Kaum baut eine Oma einen Unfall, erhebt sich der Ruf nach einer strengeren gesetzlichen Regelung, eine Art Rentner-TÜV für den Führerschein. So auch in dieser Woche: Am Montag rauschte eine 80-Jährige in Wuppertal in eine Apotheke und verletzte dabei elf Personen, einige schwer. Obwohl der Crash keine Chance hat, zum Horrorunfall des Monats zu werden, preschen die Grünen in NRW vor. Der verkehrspolitische Sprecher, Arndt Klocke, will die Fahrtüchtigkeit bei Senioren ab dem 80. Lebensjahr verbindlich checken lassen. "Der Gesundheitscheck sollte unabhängig von früheren Auffälligkeiten turnusmäßig alle zwei Jahre erfolgen", sagte Klocke.

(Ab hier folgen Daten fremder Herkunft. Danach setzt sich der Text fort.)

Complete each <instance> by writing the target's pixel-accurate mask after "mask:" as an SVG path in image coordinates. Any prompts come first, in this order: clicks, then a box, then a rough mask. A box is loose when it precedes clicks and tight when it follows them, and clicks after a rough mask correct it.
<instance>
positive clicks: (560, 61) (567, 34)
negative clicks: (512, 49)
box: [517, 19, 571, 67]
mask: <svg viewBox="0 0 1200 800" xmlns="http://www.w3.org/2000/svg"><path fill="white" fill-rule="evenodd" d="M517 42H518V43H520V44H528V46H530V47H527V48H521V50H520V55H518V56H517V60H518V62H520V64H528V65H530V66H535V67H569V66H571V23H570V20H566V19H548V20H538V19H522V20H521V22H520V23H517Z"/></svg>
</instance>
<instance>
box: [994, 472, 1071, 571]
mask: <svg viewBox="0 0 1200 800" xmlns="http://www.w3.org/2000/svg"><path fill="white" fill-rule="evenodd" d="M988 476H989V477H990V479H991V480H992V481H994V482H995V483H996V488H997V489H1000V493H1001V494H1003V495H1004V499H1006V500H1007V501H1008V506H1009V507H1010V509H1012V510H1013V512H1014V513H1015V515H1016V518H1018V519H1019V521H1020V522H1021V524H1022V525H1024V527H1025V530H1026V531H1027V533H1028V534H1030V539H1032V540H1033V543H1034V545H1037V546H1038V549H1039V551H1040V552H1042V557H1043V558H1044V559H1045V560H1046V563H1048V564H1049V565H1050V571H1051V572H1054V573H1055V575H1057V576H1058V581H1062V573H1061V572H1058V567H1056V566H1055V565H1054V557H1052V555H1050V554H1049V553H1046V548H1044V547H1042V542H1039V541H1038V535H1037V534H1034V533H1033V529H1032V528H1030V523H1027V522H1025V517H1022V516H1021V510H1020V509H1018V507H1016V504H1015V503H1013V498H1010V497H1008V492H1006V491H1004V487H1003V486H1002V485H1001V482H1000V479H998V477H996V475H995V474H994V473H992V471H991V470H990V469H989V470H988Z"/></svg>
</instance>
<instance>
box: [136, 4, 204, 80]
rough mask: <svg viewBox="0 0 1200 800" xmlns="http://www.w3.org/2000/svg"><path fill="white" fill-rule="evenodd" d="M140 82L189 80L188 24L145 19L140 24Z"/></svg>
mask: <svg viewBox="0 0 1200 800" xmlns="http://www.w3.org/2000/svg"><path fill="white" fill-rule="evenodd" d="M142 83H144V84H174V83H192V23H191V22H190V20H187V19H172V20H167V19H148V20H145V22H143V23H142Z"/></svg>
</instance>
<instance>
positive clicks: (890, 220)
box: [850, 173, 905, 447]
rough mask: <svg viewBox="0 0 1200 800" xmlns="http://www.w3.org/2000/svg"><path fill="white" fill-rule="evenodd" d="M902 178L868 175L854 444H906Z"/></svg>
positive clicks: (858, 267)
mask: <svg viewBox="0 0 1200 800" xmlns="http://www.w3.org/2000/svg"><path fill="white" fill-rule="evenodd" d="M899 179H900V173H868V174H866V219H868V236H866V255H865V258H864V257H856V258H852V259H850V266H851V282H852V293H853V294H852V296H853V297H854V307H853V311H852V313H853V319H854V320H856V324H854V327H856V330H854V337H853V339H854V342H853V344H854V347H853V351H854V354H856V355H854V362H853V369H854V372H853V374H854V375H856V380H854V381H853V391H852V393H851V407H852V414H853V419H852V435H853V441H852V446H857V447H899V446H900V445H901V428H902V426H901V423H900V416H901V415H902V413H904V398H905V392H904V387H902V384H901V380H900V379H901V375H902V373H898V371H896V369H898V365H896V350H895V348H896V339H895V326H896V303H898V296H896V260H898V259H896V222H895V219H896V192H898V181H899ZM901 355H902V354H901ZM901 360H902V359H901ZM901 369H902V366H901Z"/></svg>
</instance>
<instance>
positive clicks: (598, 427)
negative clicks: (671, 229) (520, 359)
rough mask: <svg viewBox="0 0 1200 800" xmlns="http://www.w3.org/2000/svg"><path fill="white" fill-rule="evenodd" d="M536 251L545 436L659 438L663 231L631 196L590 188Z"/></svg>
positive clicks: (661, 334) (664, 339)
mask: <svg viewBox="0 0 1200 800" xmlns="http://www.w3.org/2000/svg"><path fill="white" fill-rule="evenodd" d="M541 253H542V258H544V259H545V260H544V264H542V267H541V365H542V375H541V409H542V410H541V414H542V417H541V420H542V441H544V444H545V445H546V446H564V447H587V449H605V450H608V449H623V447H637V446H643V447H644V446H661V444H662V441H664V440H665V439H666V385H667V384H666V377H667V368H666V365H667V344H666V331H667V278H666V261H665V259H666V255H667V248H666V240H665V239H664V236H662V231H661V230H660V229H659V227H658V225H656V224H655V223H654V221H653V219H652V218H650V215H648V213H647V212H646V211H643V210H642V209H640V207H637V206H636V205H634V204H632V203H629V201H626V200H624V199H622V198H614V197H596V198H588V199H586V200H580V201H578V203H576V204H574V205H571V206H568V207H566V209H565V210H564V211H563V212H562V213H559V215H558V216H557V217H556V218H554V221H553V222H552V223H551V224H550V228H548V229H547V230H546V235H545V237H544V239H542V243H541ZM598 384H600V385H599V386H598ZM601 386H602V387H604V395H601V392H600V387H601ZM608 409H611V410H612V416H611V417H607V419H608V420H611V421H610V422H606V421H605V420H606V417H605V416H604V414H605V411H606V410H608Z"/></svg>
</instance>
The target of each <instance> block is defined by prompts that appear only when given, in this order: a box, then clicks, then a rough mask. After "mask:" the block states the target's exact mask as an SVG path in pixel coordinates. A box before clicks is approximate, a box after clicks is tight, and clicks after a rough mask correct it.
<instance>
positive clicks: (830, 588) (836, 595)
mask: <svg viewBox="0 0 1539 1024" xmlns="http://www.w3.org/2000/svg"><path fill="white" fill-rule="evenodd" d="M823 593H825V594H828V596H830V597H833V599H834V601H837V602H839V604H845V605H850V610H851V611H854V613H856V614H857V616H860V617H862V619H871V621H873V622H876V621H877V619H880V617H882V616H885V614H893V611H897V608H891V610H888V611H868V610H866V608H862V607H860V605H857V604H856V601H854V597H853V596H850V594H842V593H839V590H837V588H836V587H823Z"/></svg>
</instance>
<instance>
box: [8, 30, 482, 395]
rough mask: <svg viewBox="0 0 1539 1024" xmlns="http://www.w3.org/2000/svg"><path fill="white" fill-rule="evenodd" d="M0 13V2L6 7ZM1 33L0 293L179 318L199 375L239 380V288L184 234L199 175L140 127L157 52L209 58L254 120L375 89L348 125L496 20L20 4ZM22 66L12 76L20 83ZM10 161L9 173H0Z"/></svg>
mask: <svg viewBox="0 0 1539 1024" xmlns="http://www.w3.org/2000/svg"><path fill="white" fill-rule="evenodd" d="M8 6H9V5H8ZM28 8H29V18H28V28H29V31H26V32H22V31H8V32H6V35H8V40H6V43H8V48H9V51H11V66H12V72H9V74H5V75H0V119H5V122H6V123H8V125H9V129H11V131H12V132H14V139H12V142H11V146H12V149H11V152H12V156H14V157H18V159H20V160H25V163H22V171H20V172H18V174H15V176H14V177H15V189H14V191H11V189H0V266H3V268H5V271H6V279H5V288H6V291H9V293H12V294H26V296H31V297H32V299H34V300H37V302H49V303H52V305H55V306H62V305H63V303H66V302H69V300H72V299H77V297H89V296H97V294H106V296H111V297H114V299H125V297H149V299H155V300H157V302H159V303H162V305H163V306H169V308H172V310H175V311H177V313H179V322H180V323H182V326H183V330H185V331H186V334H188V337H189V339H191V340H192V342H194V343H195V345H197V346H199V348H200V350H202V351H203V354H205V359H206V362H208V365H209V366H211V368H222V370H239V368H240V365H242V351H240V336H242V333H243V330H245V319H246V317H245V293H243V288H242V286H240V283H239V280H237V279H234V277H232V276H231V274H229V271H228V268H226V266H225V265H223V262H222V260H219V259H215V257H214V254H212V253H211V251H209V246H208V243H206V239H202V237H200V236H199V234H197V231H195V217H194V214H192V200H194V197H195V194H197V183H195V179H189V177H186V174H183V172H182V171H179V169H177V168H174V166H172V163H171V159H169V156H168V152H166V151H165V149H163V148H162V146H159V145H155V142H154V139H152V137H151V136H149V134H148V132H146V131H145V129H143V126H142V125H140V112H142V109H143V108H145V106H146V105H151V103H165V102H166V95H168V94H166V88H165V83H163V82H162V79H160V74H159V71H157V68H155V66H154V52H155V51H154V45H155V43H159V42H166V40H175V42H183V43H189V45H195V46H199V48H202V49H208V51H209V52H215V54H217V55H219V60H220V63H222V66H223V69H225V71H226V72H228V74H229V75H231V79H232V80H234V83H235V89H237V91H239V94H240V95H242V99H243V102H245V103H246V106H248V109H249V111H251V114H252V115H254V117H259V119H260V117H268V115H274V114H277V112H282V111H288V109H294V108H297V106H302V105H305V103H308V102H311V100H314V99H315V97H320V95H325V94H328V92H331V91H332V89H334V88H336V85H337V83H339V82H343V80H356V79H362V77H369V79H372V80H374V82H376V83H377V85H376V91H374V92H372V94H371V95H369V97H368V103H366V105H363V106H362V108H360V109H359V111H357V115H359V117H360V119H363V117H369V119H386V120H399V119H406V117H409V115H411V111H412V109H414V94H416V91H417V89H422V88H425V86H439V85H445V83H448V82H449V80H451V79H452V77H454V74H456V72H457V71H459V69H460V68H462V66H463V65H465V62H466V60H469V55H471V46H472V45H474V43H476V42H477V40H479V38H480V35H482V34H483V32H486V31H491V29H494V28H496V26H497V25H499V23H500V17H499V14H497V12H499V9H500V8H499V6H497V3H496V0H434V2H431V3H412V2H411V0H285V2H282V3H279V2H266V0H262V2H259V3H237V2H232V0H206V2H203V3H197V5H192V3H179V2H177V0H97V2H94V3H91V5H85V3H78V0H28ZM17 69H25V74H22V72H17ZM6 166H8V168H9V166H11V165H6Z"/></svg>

Sind Rentner die schlimmsten Verkehrsrowdies?
Aber ist der der Rentner TÜV eigentlich angemessen? Befürworter weisen auf eine merkliche Zunahme der Unfallzahlen mit Senioren hin. Vollkommen unklar ist aber, ob die Zunahme nicht auf Faktoren wie der größeren Zahl älterer Bürger und einer höheren Autofahrerquote unter den Senioren zu erklären ist. Ob Senioren bei den schweren und tödlichen Unfällen, auf die es hier ankommt, überproportional vertreten sind, ist ebenso unbekannt. Die Kfz-Versicherer, die jeden Schaden akkurat auswerten, erheben jedenfalls keinen Opi-Zuschlag.
Sicher ist , dass hohes Alter allein ganz bestimmt nicht der einzige Indikator für einen riskanten Fahrstil ist. Solange nur er herausgepickt wird, haftet am Senioren-TÜV stets der Ruf der Diskriminierung.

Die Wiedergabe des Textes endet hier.